Dit defect kan ontstaan door een te hoge lasstroom, een te lage lassnelheid of een te grote spleetgroef.
In het basismetaal in de buurt van de lasnaad ontstaat een depressie of groef die "ondersnijding" wordt genoemd. Dit defect kan optreden bij lassen met hoge stroom en hoge snelheid.

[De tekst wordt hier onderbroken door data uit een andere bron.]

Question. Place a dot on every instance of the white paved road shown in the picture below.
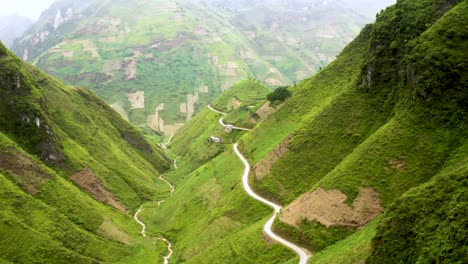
(304, 255)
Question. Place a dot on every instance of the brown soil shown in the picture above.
(112, 231)
(88, 181)
(265, 111)
(137, 99)
(26, 171)
(110, 66)
(234, 104)
(398, 164)
(130, 71)
(329, 208)
(263, 167)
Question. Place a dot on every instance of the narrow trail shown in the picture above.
(221, 120)
(143, 226)
(304, 254)
(167, 182)
(214, 110)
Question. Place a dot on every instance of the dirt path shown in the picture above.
(168, 183)
(304, 255)
(214, 110)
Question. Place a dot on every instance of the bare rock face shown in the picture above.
(26, 171)
(328, 207)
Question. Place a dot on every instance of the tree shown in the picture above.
(280, 94)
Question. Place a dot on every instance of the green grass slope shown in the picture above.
(183, 52)
(391, 126)
(49, 132)
(380, 116)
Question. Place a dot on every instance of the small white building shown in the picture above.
(228, 128)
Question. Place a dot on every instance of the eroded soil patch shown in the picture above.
(88, 181)
(263, 167)
(26, 171)
(328, 207)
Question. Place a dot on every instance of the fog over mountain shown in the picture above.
(12, 26)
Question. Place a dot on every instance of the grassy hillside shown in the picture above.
(350, 144)
(159, 62)
(72, 172)
(209, 217)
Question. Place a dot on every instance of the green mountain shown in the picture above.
(159, 62)
(367, 157)
(12, 27)
(72, 172)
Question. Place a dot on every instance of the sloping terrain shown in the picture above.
(159, 62)
(12, 27)
(381, 128)
(71, 172)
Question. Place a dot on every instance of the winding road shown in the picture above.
(143, 226)
(304, 254)
(221, 120)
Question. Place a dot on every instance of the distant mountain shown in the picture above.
(12, 27)
(369, 8)
(72, 173)
(159, 62)
(368, 157)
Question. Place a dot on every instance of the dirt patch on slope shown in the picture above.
(26, 171)
(265, 111)
(88, 181)
(263, 167)
(110, 66)
(119, 109)
(137, 99)
(89, 46)
(329, 208)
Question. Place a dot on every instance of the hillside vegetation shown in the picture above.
(159, 62)
(357, 156)
(72, 171)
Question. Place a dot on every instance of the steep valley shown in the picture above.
(159, 62)
(364, 161)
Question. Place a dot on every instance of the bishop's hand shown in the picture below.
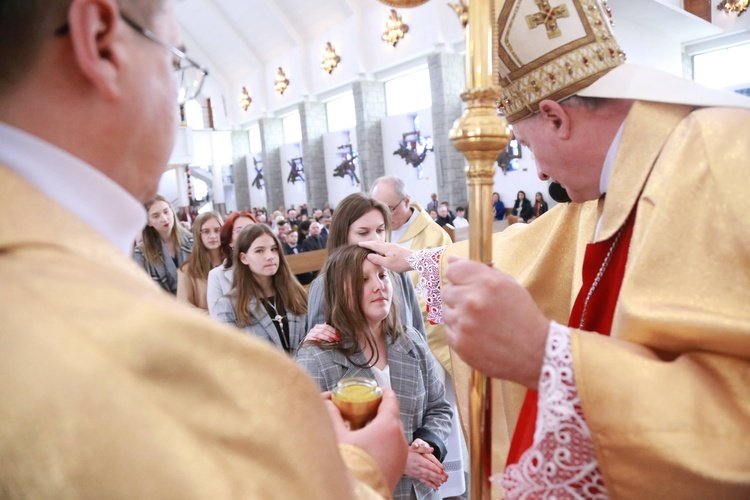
(493, 323)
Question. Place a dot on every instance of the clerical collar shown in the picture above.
(80, 188)
(609, 161)
(396, 234)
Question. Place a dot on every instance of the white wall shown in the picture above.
(294, 193)
(393, 127)
(340, 187)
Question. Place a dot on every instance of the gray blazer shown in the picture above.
(403, 294)
(219, 283)
(262, 325)
(421, 396)
(165, 272)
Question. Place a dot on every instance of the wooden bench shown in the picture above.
(307, 262)
(462, 233)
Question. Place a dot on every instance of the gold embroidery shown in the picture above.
(547, 16)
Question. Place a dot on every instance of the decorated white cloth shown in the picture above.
(561, 463)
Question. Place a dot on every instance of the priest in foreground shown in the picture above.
(111, 388)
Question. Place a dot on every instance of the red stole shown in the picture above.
(599, 314)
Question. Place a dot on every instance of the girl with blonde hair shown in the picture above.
(192, 277)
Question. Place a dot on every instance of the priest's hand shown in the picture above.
(493, 323)
(322, 333)
(389, 255)
(382, 438)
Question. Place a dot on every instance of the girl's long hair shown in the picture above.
(227, 230)
(199, 263)
(152, 240)
(343, 305)
(349, 210)
(245, 285)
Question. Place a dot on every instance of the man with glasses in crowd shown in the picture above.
(111, 389)
(413, 228)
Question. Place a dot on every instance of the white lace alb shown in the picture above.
(561, 462)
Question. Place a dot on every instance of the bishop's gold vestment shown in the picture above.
(667, 395)
(110, 388)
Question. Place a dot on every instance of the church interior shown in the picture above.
(308, 102)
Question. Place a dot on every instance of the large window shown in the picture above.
(194, 115)
(408, 92)
(292, 128)
(723, 68)
(256, 146)
(340, 112)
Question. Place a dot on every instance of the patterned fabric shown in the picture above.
(165, 272)
(541, 59)
(561, 463)
(421, 395)
(427, 264)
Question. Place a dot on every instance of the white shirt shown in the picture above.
(609, 163)
(396, 234)
(80, 188)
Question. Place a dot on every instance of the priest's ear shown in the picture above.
(556, 117)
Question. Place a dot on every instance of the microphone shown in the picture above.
(558, 193)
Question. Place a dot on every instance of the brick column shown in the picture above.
(314, 122)
(447, 81)
(272, 137)
(240, 150)
(369, 104)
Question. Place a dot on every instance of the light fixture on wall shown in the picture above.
(281, 82)
(245, 100)
(462, 11)
(736, 6)
(395, 29)
(330, 59)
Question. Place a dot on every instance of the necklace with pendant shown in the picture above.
(599, 275)
(280, 320)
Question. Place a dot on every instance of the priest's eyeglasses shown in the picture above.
(191, 74)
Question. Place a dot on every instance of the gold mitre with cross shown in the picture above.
(552, 49)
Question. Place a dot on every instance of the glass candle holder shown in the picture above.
(357, 398)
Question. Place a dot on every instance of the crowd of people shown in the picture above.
(354, 319)
(616, 374)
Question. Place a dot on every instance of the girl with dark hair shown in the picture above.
(266, 300)
(522, 207)
(192, 277)
(361, 218)
(220, 278)
(166, 244)
(374, 344)
(498, 207)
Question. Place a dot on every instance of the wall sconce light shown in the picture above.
(281, 82)
(736, 6)
(462, 11)
(245, 100)
(395, 29)
(330, 59)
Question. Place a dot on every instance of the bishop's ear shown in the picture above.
(556, 117)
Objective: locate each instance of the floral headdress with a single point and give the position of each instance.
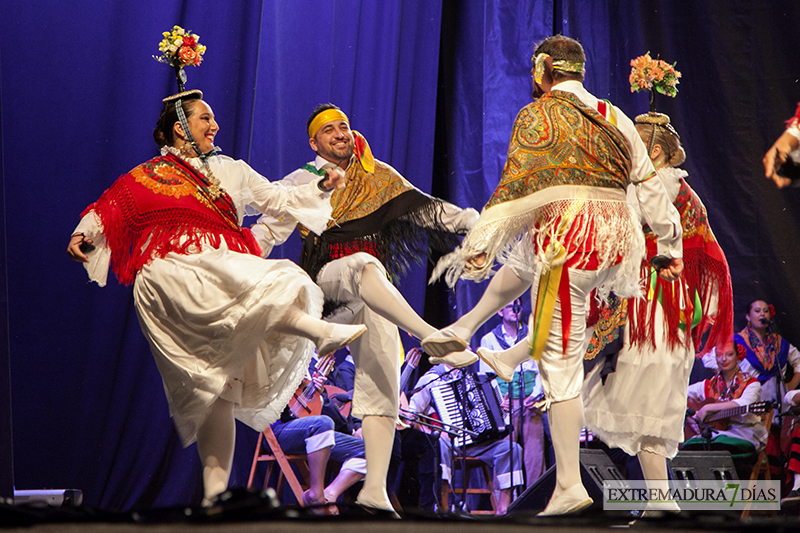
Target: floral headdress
(648, 74)
(180, 48)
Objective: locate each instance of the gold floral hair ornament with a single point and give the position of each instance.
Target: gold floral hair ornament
(180, 48)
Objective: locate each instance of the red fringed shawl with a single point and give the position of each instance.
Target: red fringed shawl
(163, 206)
(705, 274)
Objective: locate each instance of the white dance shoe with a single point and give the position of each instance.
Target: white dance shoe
(455, 359)
(340, 336)
(445, 341)
(502, 370)
(572, 500)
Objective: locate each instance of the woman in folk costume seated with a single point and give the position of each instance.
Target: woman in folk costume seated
(744, 433)
(231, 333)
(640, 404)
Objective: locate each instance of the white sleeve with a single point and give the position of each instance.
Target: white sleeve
(305, 203)
(270, 232)
(654, 204)
(751, 394)
(100, 257)
(458, 220)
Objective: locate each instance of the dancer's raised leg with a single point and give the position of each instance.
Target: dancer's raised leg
(506, 286)
(327, 337)
(216, 440)
(566, 422)
(378, 434)
(654, 468)
(384, 298)
(504, 362)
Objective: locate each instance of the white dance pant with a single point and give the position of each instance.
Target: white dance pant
(562, 372)
(377, 352)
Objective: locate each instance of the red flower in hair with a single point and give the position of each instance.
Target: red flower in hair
(741, 351)
(189, 56)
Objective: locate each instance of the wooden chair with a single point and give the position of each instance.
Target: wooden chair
(284, 463)
(470, 463)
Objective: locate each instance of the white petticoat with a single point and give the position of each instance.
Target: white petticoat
(208, 318)
(642, 405)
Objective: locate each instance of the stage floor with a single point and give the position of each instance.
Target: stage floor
(246, 517)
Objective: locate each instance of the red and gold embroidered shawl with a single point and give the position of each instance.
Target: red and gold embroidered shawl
(163, 206)
(564, 180)
(709, 306)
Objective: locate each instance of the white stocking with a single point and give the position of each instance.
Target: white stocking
(378, 434)
(384, 298)
(216, 440)
(517, 354)
(566, 422)
(505, 287)
(654, 468)
(297, 322)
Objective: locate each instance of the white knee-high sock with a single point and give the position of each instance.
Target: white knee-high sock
(297, 322)
(384, 298)
(566, 422)
(505, 287)
(517, 354)
(216, 440)
(378, 434)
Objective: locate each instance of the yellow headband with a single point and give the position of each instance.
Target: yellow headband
(560, 64)
(329, 115)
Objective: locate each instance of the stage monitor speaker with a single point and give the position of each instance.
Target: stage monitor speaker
(689, 466)
(596, 467)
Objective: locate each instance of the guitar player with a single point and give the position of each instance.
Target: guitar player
(306, 431)
(742, 434)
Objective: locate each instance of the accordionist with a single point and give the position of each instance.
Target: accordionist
(500, 454)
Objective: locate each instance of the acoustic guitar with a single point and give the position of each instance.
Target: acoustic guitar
(307, 400)
(720, 420)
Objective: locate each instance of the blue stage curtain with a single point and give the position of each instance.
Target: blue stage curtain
(80, 95)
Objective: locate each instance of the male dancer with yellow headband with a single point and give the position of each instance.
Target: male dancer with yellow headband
(559, 221)
(380, 222)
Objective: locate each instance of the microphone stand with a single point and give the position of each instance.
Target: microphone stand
(438, 426)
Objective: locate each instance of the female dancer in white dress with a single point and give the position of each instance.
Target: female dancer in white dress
(231, 333)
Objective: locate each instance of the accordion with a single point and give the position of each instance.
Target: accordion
(471, 402)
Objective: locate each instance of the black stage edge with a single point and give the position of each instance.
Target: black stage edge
(242, 510)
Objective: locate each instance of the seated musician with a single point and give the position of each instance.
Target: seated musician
(530, 422)
(790, 400)
(315, 436)
(500, 455)
(742, 434)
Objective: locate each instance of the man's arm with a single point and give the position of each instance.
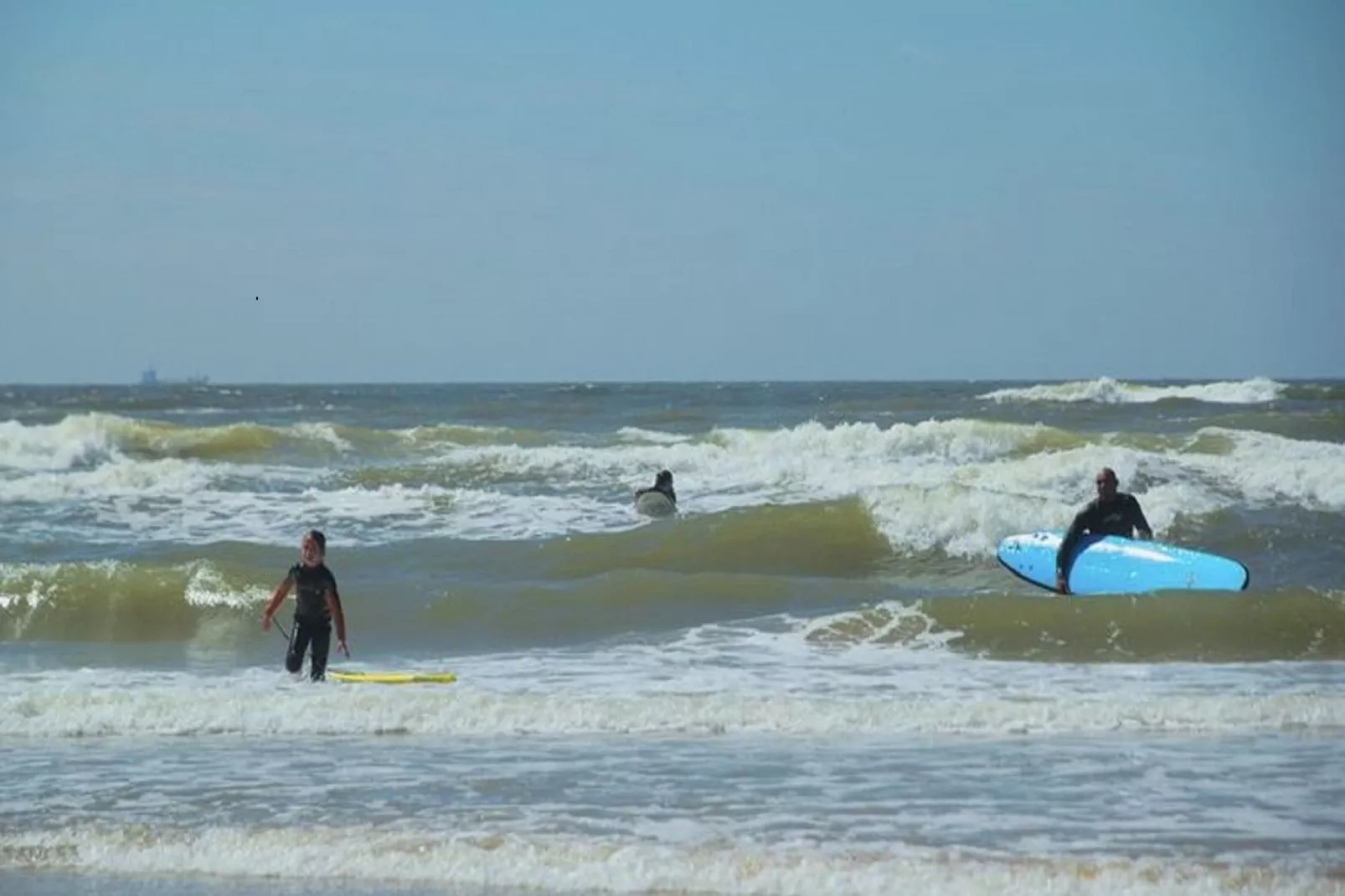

Als de hoeklas Als een verticale baan wordt gelast met een te groot lasbeen of met een te hoge spanning, kan er ook ondersnijding optreden. Verkeerde bediening tijdens stuiklassen verbindingslassen kan ook resulteren in undercut.
Wanneer bij smeltlassen gesmolten metaal naar het ongesmolten basismetaal buiten de las vloeit en een uitsteeksel vormt, wordt dit een "lasrups.
Lasrupsen kunnen worden veroorzaakt door een te grote hoeveelheid toevoegmetaal, wat vaak wordt geassocieerd met een kleine spleet en groefgrootte, een lage lassnelheid, een laag voltage of een grote verlenging van de lasdraad.